At Sliced Bread Animation, we have spent over two decades working with organisations to improve how they communicate, train, and engage their people. Over that time, one thing has become clear. Elearning only works when it is engaging.
Too often, elearning is created quickly, delivered once, and forgotten. Learners click through slides, complete a quiz, and move on without retaining much of what they have seen. The challenge is not access to training. It is making that training meaningful.
Our approach to e-learning is built around a simple idea: people learn best by doing.
This principle underpins everything we create, from interactive modules and scenario-based training to gamified learning experiences and animated content. It is how we move beyond passive learning and create something that sticks.
The Challenge with Traditional Elearning
E-learning has clear advantages. It is flexible, scalable, and accessible across organisations of all sizes.
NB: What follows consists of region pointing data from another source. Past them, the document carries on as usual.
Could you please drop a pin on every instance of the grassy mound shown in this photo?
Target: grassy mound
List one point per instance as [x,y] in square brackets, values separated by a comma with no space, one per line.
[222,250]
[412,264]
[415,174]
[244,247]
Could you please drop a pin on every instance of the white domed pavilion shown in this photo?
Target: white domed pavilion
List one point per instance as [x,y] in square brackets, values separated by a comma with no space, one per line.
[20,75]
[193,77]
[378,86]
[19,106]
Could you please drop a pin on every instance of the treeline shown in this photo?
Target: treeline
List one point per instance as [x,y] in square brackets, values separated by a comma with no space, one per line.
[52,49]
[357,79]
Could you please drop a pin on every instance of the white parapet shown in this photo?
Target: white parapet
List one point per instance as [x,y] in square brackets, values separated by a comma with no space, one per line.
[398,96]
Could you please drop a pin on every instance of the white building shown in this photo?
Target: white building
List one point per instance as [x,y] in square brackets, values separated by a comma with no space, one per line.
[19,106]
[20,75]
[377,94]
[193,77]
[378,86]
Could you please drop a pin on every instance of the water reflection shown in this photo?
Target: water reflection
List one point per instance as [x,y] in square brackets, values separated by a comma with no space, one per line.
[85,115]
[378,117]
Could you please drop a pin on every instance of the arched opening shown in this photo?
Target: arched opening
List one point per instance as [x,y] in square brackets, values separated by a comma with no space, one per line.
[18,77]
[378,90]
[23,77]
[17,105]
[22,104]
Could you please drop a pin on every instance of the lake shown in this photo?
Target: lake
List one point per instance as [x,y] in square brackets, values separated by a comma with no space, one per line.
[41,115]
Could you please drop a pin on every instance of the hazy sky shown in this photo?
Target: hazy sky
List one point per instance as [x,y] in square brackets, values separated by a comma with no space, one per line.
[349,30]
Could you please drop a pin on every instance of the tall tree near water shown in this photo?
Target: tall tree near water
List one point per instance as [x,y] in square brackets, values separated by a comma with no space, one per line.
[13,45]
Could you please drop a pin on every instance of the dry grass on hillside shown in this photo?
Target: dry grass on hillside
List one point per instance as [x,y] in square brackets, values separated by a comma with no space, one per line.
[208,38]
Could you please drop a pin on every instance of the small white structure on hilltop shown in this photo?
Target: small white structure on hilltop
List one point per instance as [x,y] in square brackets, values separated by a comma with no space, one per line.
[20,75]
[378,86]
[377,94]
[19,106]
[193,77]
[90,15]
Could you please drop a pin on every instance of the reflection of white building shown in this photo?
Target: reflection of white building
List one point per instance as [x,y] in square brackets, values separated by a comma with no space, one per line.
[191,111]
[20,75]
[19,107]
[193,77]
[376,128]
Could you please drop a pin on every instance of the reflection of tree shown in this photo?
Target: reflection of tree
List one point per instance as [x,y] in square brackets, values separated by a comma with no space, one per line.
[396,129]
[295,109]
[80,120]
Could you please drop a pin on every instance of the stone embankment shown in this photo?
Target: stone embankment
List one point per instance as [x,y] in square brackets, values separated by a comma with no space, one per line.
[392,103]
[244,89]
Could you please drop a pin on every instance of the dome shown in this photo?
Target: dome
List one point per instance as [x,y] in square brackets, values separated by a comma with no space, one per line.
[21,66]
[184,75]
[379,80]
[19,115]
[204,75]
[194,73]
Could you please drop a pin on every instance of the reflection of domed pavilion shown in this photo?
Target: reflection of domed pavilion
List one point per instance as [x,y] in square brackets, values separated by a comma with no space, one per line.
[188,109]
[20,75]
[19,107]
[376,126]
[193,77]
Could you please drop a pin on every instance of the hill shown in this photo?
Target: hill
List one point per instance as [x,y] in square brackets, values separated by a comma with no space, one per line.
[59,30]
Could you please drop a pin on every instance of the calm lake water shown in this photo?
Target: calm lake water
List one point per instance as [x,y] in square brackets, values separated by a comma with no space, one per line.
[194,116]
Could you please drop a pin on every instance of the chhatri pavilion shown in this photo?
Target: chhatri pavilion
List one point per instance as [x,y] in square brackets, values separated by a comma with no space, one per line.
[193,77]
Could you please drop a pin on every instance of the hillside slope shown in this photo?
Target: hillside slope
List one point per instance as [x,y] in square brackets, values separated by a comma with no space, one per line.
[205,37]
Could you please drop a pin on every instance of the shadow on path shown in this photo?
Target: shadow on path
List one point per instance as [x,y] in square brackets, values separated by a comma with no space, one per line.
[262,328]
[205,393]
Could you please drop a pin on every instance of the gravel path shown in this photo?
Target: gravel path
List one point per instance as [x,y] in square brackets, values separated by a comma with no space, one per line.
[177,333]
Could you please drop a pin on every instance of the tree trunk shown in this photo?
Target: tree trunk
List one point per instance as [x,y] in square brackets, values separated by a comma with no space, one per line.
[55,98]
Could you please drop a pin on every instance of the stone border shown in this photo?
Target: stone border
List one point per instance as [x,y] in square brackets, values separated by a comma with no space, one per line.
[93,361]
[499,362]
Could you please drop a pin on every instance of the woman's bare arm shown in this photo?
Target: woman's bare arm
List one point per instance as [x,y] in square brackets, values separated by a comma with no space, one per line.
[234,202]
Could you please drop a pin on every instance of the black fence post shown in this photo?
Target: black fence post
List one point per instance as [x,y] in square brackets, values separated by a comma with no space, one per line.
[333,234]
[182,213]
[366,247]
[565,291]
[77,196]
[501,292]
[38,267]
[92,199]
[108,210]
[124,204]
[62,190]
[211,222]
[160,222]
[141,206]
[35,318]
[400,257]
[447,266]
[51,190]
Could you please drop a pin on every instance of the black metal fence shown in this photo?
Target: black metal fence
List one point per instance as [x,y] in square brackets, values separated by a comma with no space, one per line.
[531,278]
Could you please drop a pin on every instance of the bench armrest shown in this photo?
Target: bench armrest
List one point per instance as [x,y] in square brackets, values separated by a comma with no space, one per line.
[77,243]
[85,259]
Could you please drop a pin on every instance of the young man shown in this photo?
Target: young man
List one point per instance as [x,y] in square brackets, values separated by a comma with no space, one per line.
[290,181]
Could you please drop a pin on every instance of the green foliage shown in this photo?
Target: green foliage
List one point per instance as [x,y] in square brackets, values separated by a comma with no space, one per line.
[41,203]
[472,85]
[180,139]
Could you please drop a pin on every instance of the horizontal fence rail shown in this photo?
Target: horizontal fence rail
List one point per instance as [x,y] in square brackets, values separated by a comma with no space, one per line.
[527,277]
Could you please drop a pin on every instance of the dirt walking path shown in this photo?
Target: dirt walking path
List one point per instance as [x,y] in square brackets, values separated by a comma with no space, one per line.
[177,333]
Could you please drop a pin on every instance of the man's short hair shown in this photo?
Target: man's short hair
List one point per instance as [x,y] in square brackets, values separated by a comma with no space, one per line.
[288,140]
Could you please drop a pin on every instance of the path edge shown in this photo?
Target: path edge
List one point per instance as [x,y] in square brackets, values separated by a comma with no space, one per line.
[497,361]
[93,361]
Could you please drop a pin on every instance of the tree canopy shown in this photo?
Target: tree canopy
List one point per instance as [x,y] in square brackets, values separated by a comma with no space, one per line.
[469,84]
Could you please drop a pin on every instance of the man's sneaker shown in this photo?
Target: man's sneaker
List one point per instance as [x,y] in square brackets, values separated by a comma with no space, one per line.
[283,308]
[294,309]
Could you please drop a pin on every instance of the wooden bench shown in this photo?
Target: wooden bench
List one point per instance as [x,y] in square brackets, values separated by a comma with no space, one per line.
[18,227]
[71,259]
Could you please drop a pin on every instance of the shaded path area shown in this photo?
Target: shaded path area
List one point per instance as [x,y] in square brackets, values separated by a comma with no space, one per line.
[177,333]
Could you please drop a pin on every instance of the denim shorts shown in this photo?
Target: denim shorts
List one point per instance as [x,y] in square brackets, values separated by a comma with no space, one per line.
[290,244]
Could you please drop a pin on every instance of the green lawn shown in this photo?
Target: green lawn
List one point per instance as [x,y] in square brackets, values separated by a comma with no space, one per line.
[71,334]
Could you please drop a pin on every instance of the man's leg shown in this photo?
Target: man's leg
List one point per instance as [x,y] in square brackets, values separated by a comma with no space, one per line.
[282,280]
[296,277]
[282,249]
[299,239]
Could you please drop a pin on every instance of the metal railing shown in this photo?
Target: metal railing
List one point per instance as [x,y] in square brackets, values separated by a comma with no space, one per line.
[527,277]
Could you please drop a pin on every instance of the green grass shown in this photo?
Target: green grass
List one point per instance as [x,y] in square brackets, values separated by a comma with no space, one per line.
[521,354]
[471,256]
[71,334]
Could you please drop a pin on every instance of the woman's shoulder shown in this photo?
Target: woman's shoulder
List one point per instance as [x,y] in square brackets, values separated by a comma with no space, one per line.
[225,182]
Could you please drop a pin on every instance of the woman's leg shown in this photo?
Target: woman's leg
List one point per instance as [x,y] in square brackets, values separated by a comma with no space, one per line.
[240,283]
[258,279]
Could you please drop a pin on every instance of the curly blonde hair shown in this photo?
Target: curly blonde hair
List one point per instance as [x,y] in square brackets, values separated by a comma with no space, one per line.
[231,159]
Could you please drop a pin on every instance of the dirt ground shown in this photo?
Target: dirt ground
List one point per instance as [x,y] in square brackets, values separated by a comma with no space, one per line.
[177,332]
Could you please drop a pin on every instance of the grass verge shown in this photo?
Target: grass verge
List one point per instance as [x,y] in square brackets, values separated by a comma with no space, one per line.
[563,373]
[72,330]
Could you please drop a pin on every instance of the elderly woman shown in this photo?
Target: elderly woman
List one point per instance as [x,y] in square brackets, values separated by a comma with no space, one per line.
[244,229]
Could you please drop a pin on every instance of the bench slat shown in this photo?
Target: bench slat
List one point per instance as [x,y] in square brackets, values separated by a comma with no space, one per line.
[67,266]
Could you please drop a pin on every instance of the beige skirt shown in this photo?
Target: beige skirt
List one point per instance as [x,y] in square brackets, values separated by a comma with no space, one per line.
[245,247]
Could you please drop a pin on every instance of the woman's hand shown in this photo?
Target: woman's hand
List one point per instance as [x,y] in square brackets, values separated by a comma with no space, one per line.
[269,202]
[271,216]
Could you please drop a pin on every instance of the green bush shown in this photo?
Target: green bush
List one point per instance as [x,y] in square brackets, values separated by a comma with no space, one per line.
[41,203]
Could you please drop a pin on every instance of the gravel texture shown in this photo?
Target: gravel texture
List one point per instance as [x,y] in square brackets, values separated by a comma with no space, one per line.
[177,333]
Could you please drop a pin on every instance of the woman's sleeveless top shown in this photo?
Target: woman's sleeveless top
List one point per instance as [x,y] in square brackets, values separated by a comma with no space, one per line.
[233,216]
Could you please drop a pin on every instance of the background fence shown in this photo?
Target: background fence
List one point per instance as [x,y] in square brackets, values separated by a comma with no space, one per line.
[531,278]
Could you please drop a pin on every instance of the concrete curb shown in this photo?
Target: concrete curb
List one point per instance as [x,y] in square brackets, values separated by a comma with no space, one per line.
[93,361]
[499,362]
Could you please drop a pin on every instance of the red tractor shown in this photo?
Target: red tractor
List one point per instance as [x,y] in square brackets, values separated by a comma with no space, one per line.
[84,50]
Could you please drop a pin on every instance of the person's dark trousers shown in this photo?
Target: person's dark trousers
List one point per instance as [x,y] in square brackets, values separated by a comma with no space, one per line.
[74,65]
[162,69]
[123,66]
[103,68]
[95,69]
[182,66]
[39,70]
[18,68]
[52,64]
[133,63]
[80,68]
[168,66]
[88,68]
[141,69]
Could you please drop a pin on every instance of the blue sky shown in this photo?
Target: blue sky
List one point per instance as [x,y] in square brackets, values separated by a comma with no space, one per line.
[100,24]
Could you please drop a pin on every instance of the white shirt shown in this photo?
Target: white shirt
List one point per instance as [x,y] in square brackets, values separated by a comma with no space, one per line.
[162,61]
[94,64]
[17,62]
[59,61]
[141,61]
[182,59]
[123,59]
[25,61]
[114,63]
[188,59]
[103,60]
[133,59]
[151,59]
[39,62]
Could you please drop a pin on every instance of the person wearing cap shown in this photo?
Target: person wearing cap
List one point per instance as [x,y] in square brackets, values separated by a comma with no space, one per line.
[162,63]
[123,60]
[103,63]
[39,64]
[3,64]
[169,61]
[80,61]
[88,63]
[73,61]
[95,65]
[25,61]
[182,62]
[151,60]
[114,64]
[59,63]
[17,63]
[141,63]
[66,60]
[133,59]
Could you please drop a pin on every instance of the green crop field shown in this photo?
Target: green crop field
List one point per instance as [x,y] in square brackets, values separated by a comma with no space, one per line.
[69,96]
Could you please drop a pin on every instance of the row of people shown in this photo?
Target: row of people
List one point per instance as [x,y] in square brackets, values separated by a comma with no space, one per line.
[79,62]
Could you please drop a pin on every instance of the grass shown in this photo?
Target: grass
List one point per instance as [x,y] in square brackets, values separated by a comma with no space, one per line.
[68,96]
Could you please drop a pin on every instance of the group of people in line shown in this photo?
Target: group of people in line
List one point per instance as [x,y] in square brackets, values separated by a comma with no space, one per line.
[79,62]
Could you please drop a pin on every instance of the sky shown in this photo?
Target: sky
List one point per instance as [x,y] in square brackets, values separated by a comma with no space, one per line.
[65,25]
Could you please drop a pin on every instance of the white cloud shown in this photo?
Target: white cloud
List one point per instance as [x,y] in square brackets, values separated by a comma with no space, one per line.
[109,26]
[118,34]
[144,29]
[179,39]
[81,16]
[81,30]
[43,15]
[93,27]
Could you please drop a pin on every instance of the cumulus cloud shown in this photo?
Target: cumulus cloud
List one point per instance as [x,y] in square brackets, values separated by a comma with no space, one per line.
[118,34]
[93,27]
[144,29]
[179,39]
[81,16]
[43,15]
In fact, research shows that over 75% of learners feel more engaged when using e-learning platforms.
But there is a catch.
Without careful design, e-learning can quickly become disengaging. Static slides, dense text, and linear structures often fail to reflect how people actually learn. The result is low retention, limited behaviour change, and poor return on investment.
We see this regularly when clients come to us. The content exists. The intent is there. But the experience is not working.
Our Approach: Elearning by Doing
We design e-learning experiences that place the learner at the centre. Rather than simply presenting information, we create environments where users:
- Make decisions
- Explore consequences
- Test their understanding
- Build confidence through interaction
This is where e-learning becomes more than content delivery. It becomes a safe space to practise.
Scenario-based training is a good example of this. By allowing users to see the outcomes of their decisions, we help them adapt more quickly than they would in real-world situations, without the pressure of getting it wrong.